This work has shown that the complex dynamic $\dot{\,{{\mbox{V}}}}{{{\mbox{O}}}}_{2}$ response to changes in exercise intensity can be accurately predicted using sequential deep learning models across a range of low-, moderate-, and high-intensity exercise, as well as maximal aerobic exercise. The baseline model TCN-VO2 NH (with 1 s receptive field) and point-wise RF regression²¹ were both blind to previous states, using only the current time point for prediction. In both cases, we observed a large and similar bias in the L-H data, albeit being two fundamentally different model types. The source of error was largely due to overestimation during recovery in the off-transients. The overestimation is likely a result of the point-wise predictor’s blindness to the previous state, as the models were unable to adequately learn the relationships between model inputs and outputs during on- and off-transients. This is an important consideration, as differences in HR dynamics have been observed between on- and off-transients, with the slower off-transients being amplified following high-intensity exercise^17,29. HR kinetics are also reported to be slower than $\dot{\,{{\mbox{V}}}}{{{\mbox{O}}}}_{2}$ kinetics during recovery¹⁷. Similarly, the ventilation response has been observed to be slower during recovery compared to exercise onset³⁰, with the rate of change in ventilation being markedly slowed when recovering from higher intensity exercise²⁹. Furthermore, the ventilatory response is slower than the $\dot{\,{{\mbox{V}}}}{{{\mbox{O}}}}_{2}$ response^31,32. Accordingly, without knowing the previous history of the system, these point-wise models are naive to status of the system leading to erroneous $\dot{\,{{\mbox{V}}}}{{{\mbox{O}}}}_{2}$ predictions. Thus, it appears that the temporal models were able to more accurately learn the relationships between HR and ventilation and $\dot{\,{{\mbox{V}}}}{{{\mbox{O}}}}_{2}$ during exercise onset as well as recovery.

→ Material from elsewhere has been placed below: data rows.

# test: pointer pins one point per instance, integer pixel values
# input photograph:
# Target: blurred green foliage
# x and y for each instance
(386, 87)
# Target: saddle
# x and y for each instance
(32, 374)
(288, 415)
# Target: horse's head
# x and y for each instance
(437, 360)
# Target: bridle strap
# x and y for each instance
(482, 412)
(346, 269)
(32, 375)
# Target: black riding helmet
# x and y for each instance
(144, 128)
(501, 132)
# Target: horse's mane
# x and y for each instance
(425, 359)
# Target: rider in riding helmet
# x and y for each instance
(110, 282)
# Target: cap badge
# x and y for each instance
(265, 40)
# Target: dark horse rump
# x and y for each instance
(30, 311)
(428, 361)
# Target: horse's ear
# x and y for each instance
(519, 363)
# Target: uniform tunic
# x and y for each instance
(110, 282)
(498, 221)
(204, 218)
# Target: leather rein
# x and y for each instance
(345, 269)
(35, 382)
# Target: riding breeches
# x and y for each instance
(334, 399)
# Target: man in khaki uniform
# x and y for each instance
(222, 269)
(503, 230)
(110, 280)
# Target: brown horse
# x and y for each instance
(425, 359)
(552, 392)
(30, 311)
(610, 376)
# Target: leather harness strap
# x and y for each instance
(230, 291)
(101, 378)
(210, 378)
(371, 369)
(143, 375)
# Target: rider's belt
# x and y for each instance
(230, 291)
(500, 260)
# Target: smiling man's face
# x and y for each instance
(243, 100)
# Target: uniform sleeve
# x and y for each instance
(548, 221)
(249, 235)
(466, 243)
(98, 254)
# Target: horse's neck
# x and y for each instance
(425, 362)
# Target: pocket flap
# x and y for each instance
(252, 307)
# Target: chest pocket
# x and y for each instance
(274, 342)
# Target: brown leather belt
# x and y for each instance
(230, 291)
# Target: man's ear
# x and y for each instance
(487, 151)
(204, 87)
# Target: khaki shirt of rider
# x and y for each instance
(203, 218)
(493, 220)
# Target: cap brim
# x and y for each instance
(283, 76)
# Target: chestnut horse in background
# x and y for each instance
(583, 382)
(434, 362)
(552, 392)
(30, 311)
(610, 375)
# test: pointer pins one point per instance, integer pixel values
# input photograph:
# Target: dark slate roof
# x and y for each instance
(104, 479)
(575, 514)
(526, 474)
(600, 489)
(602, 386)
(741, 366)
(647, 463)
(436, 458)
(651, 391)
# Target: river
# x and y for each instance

The best performing models, when ranked by validation loss, were consistently those with receptive fields of 218, 187, 76, and 91 s. We observed marginal difference between the test errors of these models, although there were some differences in predicting $\dot{\,{{\mbox{V}}}}{{{\mbox{O}}}}_{2}$ minima at the end of off-transients, which did not significantly affect the global loss function. Considering that the standard $\dot{\,{{\mbox{V}}}}{{{\mbox{O}}}}_{2}$ time constant is typically 20–30 s in healthy populations³³, these receptive fields range from approximately 3 to 11 time constants, which suggests that the best models tend to use a receptive field that includes most, if not all, of the transient phase for a sustained step change in WR to achieve a new constant $\dot{\,{{\mbox{V}}}}{{{\mbox{O}}}}_{2}$. Receptive fields of 76 and 91 s appear consistent with the protocol’s longest off-transient (90 s). The longest on-transient is 120 s. Thus, further investigations are needed to determine the effects of receptive field during different exercise protocols.

Both classes of sequential deep learning models (TCN and LSTM) exhibited strong predictive power. TCN architectures have become popular alternatives to recurrent neural network instances largely due to their data parallelism, flexible receptive field size, and stable gradients²⁵. In this work, top performing TCN models were much smaller than the stacked LSTM models, yielding more computationally efficient prediction networks.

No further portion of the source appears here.